Which, oddly, brings us back to Zidane. One of the narratives of the story as reported in the media was Materazzi’s attack on “Zidane’s women,” and Zidane’s being a Muslim, albeit non-practicing, was central to how the story was understood. “What struck me from a feminist perspective was that you had one towering sports figure, Zidane, against another, Materazzi. Materazzi said something to Zidane about his sister or his mother, and Zidane responded in defence of their honour. And while the coverage was intense and went on for a long time, nobody went to the women until the end.”
The reinstatement of Zidane’s status as a French hero was no surprise to Jiwani. Failure to resurrect him would likely have exacerbated the recent volatility in France spurred by racial and economic tension. Zidane, as a morality play of race, is crucial to how French society understands itself. He is the good Muslim, the assimilated other who symbolizes the success of the modern nation.

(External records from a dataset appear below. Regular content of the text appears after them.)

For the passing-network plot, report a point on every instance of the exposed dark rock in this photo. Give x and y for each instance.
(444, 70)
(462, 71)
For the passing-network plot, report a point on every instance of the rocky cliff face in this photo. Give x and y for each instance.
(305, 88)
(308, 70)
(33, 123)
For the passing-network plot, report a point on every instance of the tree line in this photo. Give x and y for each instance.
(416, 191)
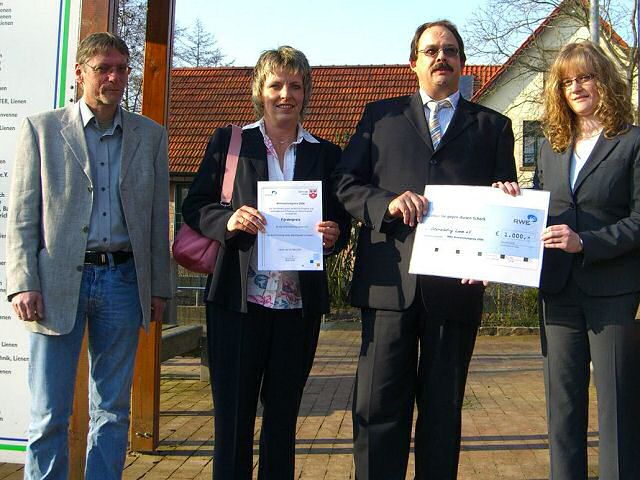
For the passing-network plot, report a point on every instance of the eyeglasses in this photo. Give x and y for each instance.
(104, 69)
(580, 80)
(448, 51)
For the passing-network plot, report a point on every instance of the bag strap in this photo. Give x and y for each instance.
(231, 164)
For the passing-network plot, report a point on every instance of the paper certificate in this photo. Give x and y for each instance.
(481, 233)
(292, 210)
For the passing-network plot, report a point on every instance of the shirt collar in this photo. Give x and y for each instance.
(302, 133)
(453, 98)
(87, 115)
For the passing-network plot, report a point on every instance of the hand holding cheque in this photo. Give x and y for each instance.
(478, 232)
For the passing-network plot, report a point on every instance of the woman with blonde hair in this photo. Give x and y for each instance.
(590, 285)
(262, 326)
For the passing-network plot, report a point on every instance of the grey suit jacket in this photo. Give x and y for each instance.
(390, 153)
(50, 207)
(603, 208)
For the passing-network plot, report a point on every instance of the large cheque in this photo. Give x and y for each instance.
(292, 210)
(481, 233)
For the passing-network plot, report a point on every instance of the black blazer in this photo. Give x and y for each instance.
(202, 211)
(604, 209)
(390, 153)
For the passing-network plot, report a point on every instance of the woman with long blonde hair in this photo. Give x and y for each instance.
(590, 285)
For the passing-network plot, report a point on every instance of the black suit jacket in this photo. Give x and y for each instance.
(604, 209)
(390, 153)
(202, 211)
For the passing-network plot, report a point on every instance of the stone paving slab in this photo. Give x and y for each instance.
(503, 429)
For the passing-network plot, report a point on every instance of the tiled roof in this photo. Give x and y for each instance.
(203, 99)
(606, 26)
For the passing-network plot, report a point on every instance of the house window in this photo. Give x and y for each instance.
(532, 138)
(181, 192)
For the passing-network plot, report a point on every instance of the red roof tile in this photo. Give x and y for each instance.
(203, 99)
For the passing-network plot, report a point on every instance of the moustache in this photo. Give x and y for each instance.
(441, 66)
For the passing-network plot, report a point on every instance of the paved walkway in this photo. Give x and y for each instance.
(504, 431)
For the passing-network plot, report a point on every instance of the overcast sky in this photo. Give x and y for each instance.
(329, 32)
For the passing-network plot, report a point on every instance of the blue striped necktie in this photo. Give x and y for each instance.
(434, 121)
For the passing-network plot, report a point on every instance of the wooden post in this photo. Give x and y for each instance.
(79, 422)
(145, 401)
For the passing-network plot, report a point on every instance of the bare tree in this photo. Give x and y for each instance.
(501, 26)
(191, 47)
(196, 47)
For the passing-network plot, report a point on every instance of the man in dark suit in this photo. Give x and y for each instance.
(418, 332)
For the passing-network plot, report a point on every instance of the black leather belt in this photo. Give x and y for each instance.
(101, 258)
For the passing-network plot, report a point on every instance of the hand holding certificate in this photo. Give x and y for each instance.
(481, 233)
(290, 240)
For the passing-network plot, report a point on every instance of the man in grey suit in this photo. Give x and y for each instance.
(87, 244)
(418, 331)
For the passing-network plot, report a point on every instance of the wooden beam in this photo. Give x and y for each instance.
(145, 402)
(97, 16)
(79, 422)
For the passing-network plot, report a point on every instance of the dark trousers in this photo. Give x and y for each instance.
(418, 355)
(264, 354)
(577, 329)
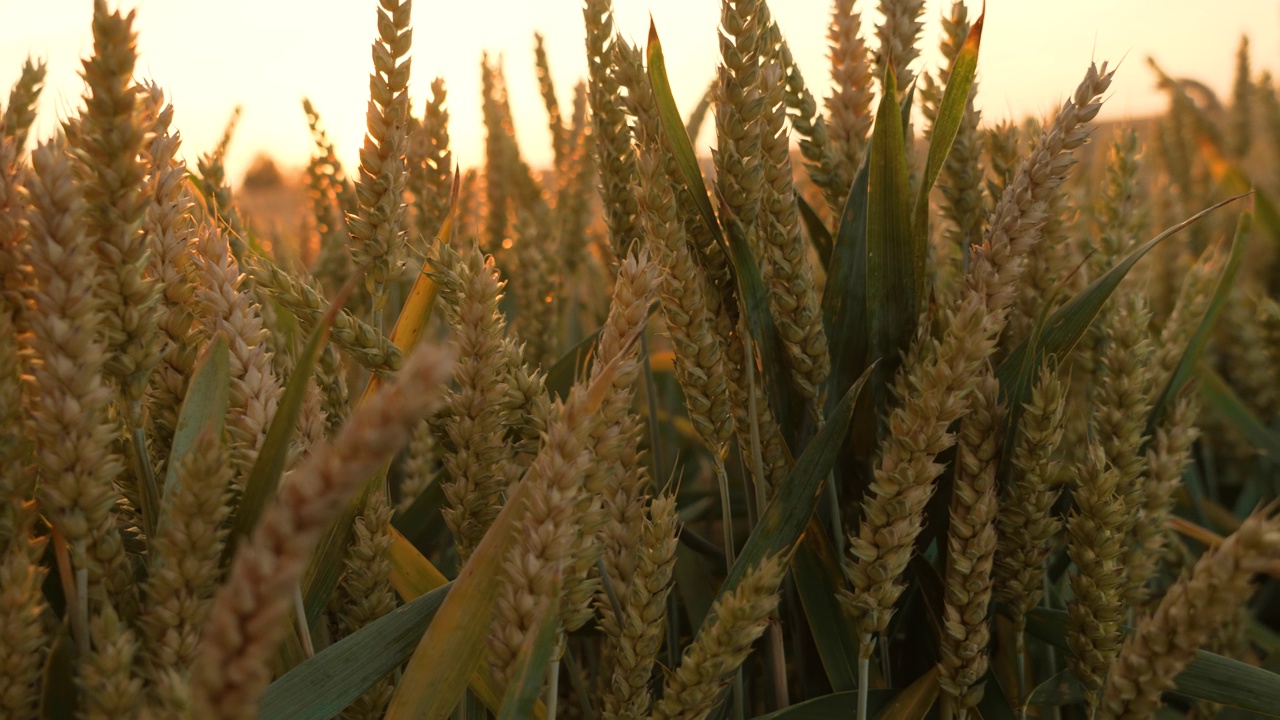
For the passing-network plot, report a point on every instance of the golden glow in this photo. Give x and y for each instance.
(266, 55)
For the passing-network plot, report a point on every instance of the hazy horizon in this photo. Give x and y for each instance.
(268, 57)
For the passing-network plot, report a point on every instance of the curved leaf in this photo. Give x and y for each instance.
(204, 408)
(328, 682)
(264, 479)
(835, 705)
(1191, 356)
(1208, 677)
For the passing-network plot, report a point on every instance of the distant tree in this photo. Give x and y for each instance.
(263, 173)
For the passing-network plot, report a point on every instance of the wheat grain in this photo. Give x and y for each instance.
(1166, 641)
(735, 621)
(250, 610)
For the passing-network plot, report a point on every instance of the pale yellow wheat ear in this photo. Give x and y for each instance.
(225, 306)
(1096, 543)
(22, 604)
(789, 276)
(365, 593)
(552, 523)
(960, 182)
(849, 106)
(184, 569)
(636, 637)
(899, 32)
(19, 113)
(475, 452)
(735, 621)
(935, 384)
(378, 226)
(169, 229)
(74, 460)
(1188, 615)
(109, 144)
(251, 610)
(613, 154)
(1025, 520)
(970, 552)
(615, 429)
(739, 113)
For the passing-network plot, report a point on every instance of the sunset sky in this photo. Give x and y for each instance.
(269, 54)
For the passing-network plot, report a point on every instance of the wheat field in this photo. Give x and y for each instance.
(885, 409)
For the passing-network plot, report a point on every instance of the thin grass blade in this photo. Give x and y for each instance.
(1208, 677)
(1191, 356)
(204, 408)
(529, 674)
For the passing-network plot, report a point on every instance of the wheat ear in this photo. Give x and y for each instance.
(735, 621)
(1191, 611)
(970, 551)
(250, 611)
(378, 226)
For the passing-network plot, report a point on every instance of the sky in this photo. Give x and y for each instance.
(266, 55)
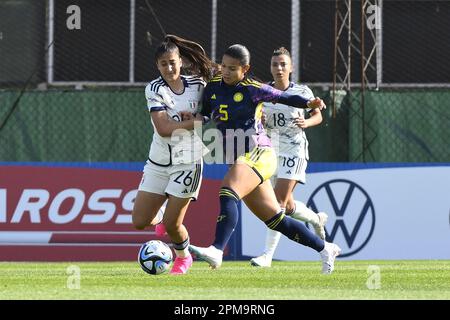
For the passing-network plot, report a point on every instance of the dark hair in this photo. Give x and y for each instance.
(239, 52)
(199, 63)
(281, 51)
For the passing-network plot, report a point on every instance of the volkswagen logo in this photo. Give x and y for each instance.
(351, 214)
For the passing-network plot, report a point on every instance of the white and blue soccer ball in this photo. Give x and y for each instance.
(155, 257)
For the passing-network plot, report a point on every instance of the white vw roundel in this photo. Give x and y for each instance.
(351, 214)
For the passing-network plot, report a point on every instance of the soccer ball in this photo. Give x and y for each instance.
(155, 257)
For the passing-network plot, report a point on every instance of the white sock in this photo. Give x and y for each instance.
(302, 212)
(160, 214)
(272, 240)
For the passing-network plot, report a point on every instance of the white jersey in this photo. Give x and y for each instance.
(182, 146)
(291, 139)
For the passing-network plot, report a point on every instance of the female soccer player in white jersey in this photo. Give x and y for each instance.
(174, 167)
(293, 156)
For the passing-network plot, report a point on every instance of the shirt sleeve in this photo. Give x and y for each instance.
(155, 101)
(206, 103)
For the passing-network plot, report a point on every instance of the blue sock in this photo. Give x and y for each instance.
(295, 230)
(228, 218)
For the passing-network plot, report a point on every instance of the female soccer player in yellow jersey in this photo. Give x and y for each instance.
(289, 123)
(234, 101)
(174, 167)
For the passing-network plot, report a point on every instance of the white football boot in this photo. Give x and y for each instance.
(264, 261)
(328, 255)
(211, 254)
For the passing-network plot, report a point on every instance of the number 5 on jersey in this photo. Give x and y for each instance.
(224, 112)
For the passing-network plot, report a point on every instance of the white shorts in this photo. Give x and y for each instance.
(181, 180)
(292, 168)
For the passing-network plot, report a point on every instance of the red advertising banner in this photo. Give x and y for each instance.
(66, 213)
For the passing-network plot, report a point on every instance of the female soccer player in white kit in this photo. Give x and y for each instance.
(173, 171)
(293, 156)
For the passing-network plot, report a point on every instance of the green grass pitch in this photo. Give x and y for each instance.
(234, 280)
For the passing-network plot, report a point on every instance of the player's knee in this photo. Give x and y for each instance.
(138, 223)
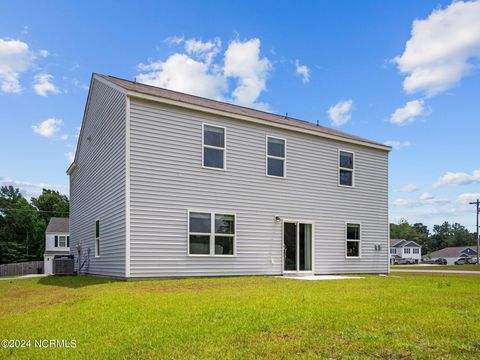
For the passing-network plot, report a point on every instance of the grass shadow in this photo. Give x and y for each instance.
(74, 282)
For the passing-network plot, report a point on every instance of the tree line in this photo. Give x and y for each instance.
(441, 236)
(23, 223)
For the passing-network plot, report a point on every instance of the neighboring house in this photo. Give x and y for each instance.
(57, 241)
(452, 254)
(404, 249)
(166, 184)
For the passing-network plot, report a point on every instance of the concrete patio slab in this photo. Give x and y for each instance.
(320, 277)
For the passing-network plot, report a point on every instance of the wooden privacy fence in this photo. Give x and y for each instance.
(30, 267)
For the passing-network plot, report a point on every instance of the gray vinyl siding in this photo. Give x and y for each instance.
(167, 179)
(97, 185)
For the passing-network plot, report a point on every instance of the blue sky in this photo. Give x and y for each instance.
(405, 72)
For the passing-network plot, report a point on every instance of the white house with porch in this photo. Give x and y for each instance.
(57, 241)
(404, 249)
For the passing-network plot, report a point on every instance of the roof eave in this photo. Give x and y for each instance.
(133, 93)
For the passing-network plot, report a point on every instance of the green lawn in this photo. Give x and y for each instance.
(401, 316)
(466, 267)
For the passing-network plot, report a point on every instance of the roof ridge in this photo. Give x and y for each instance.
(177, 95)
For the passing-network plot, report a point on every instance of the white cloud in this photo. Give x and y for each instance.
(70, 156)
(243, 62)
(182, 73)
(458, 178)
(197, 73)
(50, 128)
(467, 198)
(397, 145)
(204, 50)
(15, 59)
(408, 188)
(442, 49)
(42, 85)
(303, 71)
(408, 113)
(339, 113)
(29, 189)
(423, 199)
(174, 40)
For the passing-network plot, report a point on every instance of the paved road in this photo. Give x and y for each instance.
(438, 271)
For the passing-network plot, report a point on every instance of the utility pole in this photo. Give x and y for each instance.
(478, 239)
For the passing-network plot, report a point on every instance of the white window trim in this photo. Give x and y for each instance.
(64, 239)
(224, 148)
(347, 169)
(212, 234)
(359, 241)
(97, 239)
(275, 157)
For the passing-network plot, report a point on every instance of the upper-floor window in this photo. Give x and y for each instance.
(353, 240)
(62, 241)
(97, 238)
(213, 147)
(211, 233)
(345, 168)
(276, 156)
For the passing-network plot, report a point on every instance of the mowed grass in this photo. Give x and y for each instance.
(466, 267)
(405, 316)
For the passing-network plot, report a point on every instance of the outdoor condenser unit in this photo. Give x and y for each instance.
(63, 265)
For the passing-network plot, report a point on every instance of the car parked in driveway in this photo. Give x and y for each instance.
(400, 261)
(441, 261)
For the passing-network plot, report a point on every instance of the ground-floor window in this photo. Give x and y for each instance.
(211, 233)
(353, 240)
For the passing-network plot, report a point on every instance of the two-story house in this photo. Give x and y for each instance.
(57, 241)
(405, 249)
(166, 184)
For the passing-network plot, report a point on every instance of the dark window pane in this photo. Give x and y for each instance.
(275, 167)
(199, 244)
(346, 160)
(276, 147)
(346, 177)
(200, 222)
(213, 158)
(224, 224)
(353, 248)
(353, 232)
(290, 246)
(213, 136)
(223, 245)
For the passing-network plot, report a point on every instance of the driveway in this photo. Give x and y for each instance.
(437, 271)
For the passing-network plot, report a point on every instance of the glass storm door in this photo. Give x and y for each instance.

“This is standard with the representation of people of colour or outsiders in the news. They are either depicted as deviants or criminals, or they are held up as ambassadors. This is especially the case in sports. They become emblems of identity. And there is always this racialized discourse behind it; in this case racial logic was used to recoup Zidane’s stature and restore him to fame.”
Rhonda Mullins, MA 96, is a Montreal freelance writer.